While admiring the drive, skill and transparency of Kinder’s management, like some others, I’ve been concerned with the company’s deteriorating returns on equity and its relatively sub par performance during the run up in prices for energy master limited partnerships of the past two or three years. Apparently Mr. Kinder was keenly aware of this issue.
Last weekend the company announced a restructuring that will roll the three subsidiary companies into the parent Kinder Morgan Incorporated (KMI). This is to be accomplished through a tender in which KMI plans to offer premium prices for the shares of Kinder Morgan, LP (KMP) and Kinder Morgan LLC (KMR) by paying a substantial premium to the current share prices. Both issues responded with sharp quotation increases on August 11, 2014. KMP was up 17% and KMR (widely held in Trusted Financial managed client accounts)* up 23%. Although KMI will be taking on additional debt to finance the measure, it too rose, an apparent vote of confidence by the market and, most likely, because management has promised to increase the dividend next year about 14%.
One of the reasons cited for this streamlining is that the company believes its future cost to issue equity or borrow funds will be reduced, making new acquisitions and expansion projects pencil out better. Mr. Kinder, speaking on a conference call, indicated his belief that there will be major consolidations in the energy transportation space in coming years, so he wants his company (he is the largest shareholder) to be positioned to lead the charge.

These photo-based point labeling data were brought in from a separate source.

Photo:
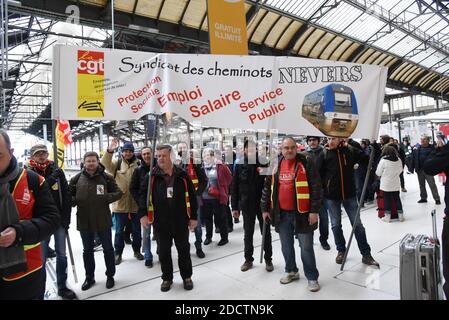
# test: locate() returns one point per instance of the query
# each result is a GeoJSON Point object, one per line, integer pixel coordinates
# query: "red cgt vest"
{"type": "Point", "coordinates": [25, 199]}
{"type": "Point", "coordinates": [301, 188]}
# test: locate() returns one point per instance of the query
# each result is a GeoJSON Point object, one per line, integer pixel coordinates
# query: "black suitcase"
{"type": "Point", "coordinates": [419, 267]}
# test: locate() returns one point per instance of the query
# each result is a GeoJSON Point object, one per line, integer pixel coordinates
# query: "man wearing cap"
{"type": "Point", "coordinates": [126, 207]}
{"type": "Point", "coordinates": [314, 149]}
{"type": "Point", "coordinates": [59, 188]}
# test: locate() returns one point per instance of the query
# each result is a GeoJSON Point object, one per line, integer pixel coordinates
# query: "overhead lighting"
{"type": "Point", "coordinates": [144, 29]}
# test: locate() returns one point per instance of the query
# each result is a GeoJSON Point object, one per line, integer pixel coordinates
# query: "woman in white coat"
{"type": "Point", "coordinates": [389, 169]}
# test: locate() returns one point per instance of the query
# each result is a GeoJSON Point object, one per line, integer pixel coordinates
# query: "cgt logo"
{"type": "Point", "coordinates": [90, 62]}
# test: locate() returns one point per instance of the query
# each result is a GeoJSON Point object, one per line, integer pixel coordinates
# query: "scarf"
{"type": "Point", "coordinates": [12, 259]}
{"type": "Point", "coordinates": [40, 168]}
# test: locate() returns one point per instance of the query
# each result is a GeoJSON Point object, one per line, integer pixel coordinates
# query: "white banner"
{"type": "Point", "coordinates": [293, 95]}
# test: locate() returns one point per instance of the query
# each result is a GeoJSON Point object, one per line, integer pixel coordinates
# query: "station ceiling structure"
{"type": "Point", "coordinates": [410, 37]}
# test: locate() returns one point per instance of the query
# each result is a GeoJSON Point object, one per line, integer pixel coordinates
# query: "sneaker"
{"type": "Point", "coordinates": [289, 277]}
{"type": "Point", "coordinates": [148, 263]}
{"type": "Point", "coordinates": [369, 260]}
{"type": "Point", "coordinates": [110, 282]}
{"type": "Point", "coordinates": [166, 285]}
{"type": "Point", "coordinates": [269, 266]}
{"type": "Point", "coordinates": [246, 266]}
{"type": "Point", "coordinates": [222, 242]}
{"type": "Point", "coordinates": [325, 245]}
{"type": "Point", "coordinates": [87, 284]}
{"type": "Point", "coordinates": [313, 285]}
{"type": "Point", "coordinates": [339, 258]}
{"type": "Point", "coordinates": [67, 294]}
{"type": "Point", "coordinates": [138, 256]}
{"type": "Point", "coordinates": [188, 284]}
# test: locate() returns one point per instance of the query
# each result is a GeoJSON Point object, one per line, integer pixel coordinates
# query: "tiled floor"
{"type": "Point", "coordinates": [218, 276]}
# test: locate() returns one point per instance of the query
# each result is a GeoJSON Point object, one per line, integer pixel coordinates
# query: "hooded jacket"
{"type": "Point", "coordinates": [126, 204]}
{"type": "Point", "coordinates": [337, 170]}
{"type": "Point", "coordinates": [92, 195]}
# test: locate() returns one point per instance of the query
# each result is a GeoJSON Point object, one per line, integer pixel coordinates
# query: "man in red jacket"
{"type": "Point", "coordinates": [28, 215]}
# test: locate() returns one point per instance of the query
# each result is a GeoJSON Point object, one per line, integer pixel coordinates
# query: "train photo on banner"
{"type": "Point", "coordinates": [332, 110]}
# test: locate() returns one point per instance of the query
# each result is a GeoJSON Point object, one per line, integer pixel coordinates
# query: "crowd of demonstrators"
{"type": "Point", "coordinates": [126, 207]}
{"type": "Point", "coordinates": [59, 189]}
{"type": "Point", "coordinates": [436, 162]}
{"type": "Point", "coordinates": [337, 174]}
{"type": "Point", "coordinates": [92, 190]}
{"type": "Point", "coordinates": [215, 197]}
{"type": "Point", "coordinates": [172, 211]}
{"type": "Point", "coordinates": [199, 179]}
{"type": "Point", "coordinates": [420, 155]}
{"type": "Point", "coordinates": [291, 199]}
{"type": "Point", "coordinates": [28, 216]}
{"type": "Point", "coordinates": [246, 196]}
{"type": "Point", "coordinates": [314, 149]}
{"type": "Point", "coordinates": [294, 190]}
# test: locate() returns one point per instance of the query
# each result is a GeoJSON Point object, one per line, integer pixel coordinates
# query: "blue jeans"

In the ten plus years that we have been investing for our clients in the energy space, I’ve expanded my understanding of this industry and my appreciation for the potential to build wealth by helping to finance North America’s energy infrastructure. Technology has blessed us with a new abundance of petroleum products, much of it in the form of natural gas, one of the cleanest burning fuels. However producing fields, many of them in remote parts of the country, need to be connected to refineries and to consumers. Pipelines, railroads and shipping all present investment opportunities, and we are already working in these areas.
Right now, I am searching for new opportunities that may benefit from the coming consolidation of the industry (i.e. acquisition targets) to add to client portfolios.
*As a matter of record, the shares were under attack last autumn after a hedge fund published a report claiming that Kinder had misrepresented the nature of its capital expenditures in order to artificially boost earnings. Barron’s magazine repeated this charge, in February, even after Rich Kinder had refuted them on a conference call, point by point. In a comment I made on September 11, 2013 on www.linkedin.com , I indicated faith in Kinder’s management and we continued our investment in Kinder Morgan.